Sarah Forbes

Personal information
- Born: 16 August 2002 (age 23) Dublin, Ireland
- Batting: Right-handed
- Bowling: Right-arm off spin
- Role: Batter

International information
- National side: Ireland (2022–present);
- ODI debut (cap 93): 11 June 2022 v South Africa
- Last ODI: 15 April 2025 v Thailand
- ODI shirt no.: 68
- T20I debut (cap 52): 8 June 2022 v South Africa
- Last T20I: 7 December 2024 v Bangladesh
- T20I shirt no.: 68

Domestic team information
- 2018–2019: Scorchers
- 2020–2021; 2023–present: Dragons
- 2022: Typhoons

Career statistics
| Competition | WODI | WT20I |
| Matches | 15 | 5 |
| Runs scored | 217 | 14 |
| Batting average | 14.46 | 4.66 |
| 100s/50s | 0/0 | 0/0 |
| Top score | 41 | 4* |
| Balls bowled | 12 | 0 |
| Wickets | 0 | – |
| Bowling average | – | – |
| 5 wickets in innings | – | – |
| 10 wickets in match | – | – |
| Best bowling | – | – |
| Catches/stumpings | 3/– | 0/– |
- Source: Cricinfo, 17 April 2025

= Sarah Forbes (cricketer) =

Irish cricketer (born 2002)

Sarah Forbes (born 16 August 2002) is an Irish cricketer who plays for Ireland as a right-handed batter. She played for Scorchers, Typhoons and Dragons in domestic cricket.

==International career==
She was earned her maiden call-up for the Ireland's squad for their series against South Africa in June 2022. She made her Women's Twenty20 International (WT20I) debut against South Africa on 8 June 2022. And made her Women's One Day International (WODI) debut on 11 June 2022, also in the series against South Africa.

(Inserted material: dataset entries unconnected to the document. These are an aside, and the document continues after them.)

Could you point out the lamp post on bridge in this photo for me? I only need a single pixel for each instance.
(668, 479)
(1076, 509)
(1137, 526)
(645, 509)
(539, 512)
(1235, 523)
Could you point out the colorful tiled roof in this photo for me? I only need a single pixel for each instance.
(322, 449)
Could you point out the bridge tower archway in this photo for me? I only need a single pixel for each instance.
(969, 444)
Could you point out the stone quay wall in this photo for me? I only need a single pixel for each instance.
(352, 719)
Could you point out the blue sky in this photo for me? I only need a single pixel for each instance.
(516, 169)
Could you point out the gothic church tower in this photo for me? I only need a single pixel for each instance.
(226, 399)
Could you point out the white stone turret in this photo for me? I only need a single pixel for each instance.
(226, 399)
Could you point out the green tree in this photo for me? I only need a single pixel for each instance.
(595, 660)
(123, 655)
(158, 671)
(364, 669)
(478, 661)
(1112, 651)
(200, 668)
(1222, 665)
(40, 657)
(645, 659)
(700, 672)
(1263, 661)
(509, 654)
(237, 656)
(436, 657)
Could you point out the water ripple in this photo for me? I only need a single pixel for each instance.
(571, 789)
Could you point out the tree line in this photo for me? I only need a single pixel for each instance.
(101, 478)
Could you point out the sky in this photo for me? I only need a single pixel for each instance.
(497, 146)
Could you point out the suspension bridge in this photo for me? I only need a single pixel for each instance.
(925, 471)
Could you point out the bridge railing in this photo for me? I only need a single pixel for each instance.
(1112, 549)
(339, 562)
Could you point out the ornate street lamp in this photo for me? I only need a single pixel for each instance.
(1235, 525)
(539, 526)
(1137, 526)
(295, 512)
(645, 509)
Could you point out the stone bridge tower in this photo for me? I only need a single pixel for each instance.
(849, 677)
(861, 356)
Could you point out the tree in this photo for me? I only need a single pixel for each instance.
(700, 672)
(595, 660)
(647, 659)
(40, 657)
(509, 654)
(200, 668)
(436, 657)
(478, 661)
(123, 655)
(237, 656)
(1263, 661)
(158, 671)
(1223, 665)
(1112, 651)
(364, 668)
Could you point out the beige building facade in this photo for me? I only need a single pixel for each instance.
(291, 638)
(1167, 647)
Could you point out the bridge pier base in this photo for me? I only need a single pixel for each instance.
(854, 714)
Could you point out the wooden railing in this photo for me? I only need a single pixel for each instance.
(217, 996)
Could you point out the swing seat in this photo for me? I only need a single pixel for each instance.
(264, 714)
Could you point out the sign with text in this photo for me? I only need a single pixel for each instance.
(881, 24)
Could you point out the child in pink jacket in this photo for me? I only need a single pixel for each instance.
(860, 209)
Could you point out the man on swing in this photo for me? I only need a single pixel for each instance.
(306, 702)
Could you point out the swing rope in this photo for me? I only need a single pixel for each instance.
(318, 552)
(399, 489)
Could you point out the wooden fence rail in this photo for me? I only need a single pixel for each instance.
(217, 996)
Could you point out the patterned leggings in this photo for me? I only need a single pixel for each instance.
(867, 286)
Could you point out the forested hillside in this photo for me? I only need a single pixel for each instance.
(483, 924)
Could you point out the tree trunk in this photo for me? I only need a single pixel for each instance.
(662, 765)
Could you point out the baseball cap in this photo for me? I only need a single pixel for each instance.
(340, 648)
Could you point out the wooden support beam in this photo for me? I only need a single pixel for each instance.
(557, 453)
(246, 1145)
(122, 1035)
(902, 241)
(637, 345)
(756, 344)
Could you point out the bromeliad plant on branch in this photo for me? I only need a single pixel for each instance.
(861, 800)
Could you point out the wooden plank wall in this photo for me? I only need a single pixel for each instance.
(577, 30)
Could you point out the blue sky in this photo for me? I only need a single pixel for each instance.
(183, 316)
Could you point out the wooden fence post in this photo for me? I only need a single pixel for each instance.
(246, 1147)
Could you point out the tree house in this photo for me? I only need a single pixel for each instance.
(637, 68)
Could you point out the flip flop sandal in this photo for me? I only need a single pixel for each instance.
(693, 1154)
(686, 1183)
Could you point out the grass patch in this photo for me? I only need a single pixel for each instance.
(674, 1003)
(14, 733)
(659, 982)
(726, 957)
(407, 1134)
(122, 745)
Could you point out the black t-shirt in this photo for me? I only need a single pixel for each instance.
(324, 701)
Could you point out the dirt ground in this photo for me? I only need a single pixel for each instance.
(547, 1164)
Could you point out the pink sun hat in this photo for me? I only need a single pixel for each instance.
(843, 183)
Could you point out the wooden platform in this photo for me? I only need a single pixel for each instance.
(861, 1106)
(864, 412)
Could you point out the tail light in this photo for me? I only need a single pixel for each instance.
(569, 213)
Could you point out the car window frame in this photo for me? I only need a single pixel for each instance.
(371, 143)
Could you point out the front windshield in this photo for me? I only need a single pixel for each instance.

In October 2023, she was named in national squad for the series against Scotland. In August 2024, she was selected as a replacement of Una Raymond-Hoey in T20I squad against Sri Lanka.

Forbes was part of the Ireland squad for the 2025 Women's Cricket World Cup Qualifier in Pakistan in April 2025.